Há quase 10 anos, fui a Figo Maduro entrevistar o então “número dois” do Departamento de Estado americano, Robert Zoellick, na última escala de uma visita a 14 capitais europeias. Os líderes europeus preparavam-se para pôr fim ao embargo da venda de armas à China, imposto na sequência do massacre Tiananmen (1989). Ainda estavam abertas as feridas da crise iraquiana na relação transatlântica. Com a linguagem directa própria dos americanos (nessa altura a viver ainda o seu momento unipolar), Zoellick disse-me que os europeus tinham de pensar bem no que faziam. “Se chegarmos um dia a um ponto de grande tensão ou conflito, e espero que não, e a tecnologia europeia ajudar a matar soldados americanos, isso conduziria a uma recção muito negativa.” O levantamento do embargo tinha muitos apoiantes. A questão foi retirada da agenda. Hoje, como nessa altura, os Estados Unidos continuam a ser responsáveis pela segurança no Pacífico. Os europeus continuam a competir entre si para ganhar mercados e investimentos.

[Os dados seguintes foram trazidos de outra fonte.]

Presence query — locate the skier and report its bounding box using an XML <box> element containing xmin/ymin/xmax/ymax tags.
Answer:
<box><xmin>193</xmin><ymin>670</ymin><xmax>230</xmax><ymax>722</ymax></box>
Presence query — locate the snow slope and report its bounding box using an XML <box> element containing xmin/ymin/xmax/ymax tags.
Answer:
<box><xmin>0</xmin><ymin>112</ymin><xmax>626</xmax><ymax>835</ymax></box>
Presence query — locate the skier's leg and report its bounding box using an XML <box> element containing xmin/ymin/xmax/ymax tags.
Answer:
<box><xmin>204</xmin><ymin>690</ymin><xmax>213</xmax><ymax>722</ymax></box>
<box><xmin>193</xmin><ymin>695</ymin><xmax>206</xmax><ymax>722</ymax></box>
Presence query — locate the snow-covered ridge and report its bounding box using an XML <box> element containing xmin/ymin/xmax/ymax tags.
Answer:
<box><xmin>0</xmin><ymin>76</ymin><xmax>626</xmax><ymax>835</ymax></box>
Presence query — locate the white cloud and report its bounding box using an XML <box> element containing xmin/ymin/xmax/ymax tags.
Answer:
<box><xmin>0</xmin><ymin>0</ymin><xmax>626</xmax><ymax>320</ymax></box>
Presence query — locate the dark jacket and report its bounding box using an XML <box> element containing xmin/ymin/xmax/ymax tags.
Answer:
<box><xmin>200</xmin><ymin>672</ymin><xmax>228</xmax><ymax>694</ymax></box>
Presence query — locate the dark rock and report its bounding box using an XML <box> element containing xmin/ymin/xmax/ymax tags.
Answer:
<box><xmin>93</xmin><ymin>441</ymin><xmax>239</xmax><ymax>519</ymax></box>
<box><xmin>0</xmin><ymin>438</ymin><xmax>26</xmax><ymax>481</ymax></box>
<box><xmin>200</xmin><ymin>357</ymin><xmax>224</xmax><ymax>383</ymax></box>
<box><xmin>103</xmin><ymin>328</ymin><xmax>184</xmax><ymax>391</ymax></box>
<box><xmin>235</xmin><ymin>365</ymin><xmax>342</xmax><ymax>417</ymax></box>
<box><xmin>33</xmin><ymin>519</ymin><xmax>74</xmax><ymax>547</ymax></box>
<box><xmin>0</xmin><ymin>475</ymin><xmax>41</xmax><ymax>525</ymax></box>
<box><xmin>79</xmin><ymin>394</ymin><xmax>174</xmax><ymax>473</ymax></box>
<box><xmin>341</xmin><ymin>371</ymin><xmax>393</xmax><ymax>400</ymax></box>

Está certa ou errada a decisão europeia de investir no novo banco chinês? A resposta não é fácil. Washington já moderou as suas críticas. Talvez porque tenha algumas culpas no cartório. As reformas já aprovadas das organizações de Bretton Woods (sobretudo, do FMI) para acomodar as potências emergentes estão no Congresso americano à espera de ratificação. Essa seria a melhor maneira de integrar a China, não lhe oferecendo um pretexto para querer ter o seu “Banco Mundial”. Quando o grande desafio que se coloca aos EUA (e à Europa) é integrar a China numa ordem mundial onde a influência ocidental continue a prevalecer, não é possível deixar tudo na mesma. François Godement, o especialista da China no European Council on Foreign Relations, levanta outra questão oportuna: porque é que os europeus se envolvem com um banco de investimento criado pela China e que dificilmente fugirá ao controlo da China, em vez de investirem no Fundo Juncker, com uma capacidade financeira muito limitada, para animar a economia europeia?

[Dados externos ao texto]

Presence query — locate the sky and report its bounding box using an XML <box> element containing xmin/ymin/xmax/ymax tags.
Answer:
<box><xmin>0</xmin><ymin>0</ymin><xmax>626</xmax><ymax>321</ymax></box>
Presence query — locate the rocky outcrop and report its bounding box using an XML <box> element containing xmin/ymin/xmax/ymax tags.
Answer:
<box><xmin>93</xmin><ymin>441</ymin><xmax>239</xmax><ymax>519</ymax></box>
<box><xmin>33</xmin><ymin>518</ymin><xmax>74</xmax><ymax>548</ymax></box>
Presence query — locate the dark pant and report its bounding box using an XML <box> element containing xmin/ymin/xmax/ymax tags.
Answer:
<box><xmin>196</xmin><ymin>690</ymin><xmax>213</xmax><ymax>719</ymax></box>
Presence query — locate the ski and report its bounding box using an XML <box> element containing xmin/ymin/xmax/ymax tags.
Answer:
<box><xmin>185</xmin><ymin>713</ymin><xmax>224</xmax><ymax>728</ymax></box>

Os europeus têm também de tomar algumas decisões essenciais. A mais crucial para o seu futuro é levar a bom porto a negociação do TTIP (Parceria Transatlântica para o Comércio e o Investimento, o mais ambicioso acordo jamais negociado entre as duas maiores economias do mundo). É isso que a China também teme, apostando como sempre em tirar partido das divisões transatlânticas e europeias. Se esta parceria (que terá um impacto enorme no comércio internacional na medida em que assenta em standards e já não em quotas) falhar por causa do trigo transgénico ou da cedência à onda crescente dos populismos e do proteccionismo, aí sim as coisas podem correr mal. Mesmo que não seja uma ameaça directa à sua segurança, como é a Rússia, os europeus podiam aprender alguma coisa com o que hoje se passa na sua fronteira oriental.

As respostas não são fáceis nem são óbvias. Mas sabemos, pelo menos, qual é a pergunta: queremos um mundo dominado pela China ou pelos Estados Unidos?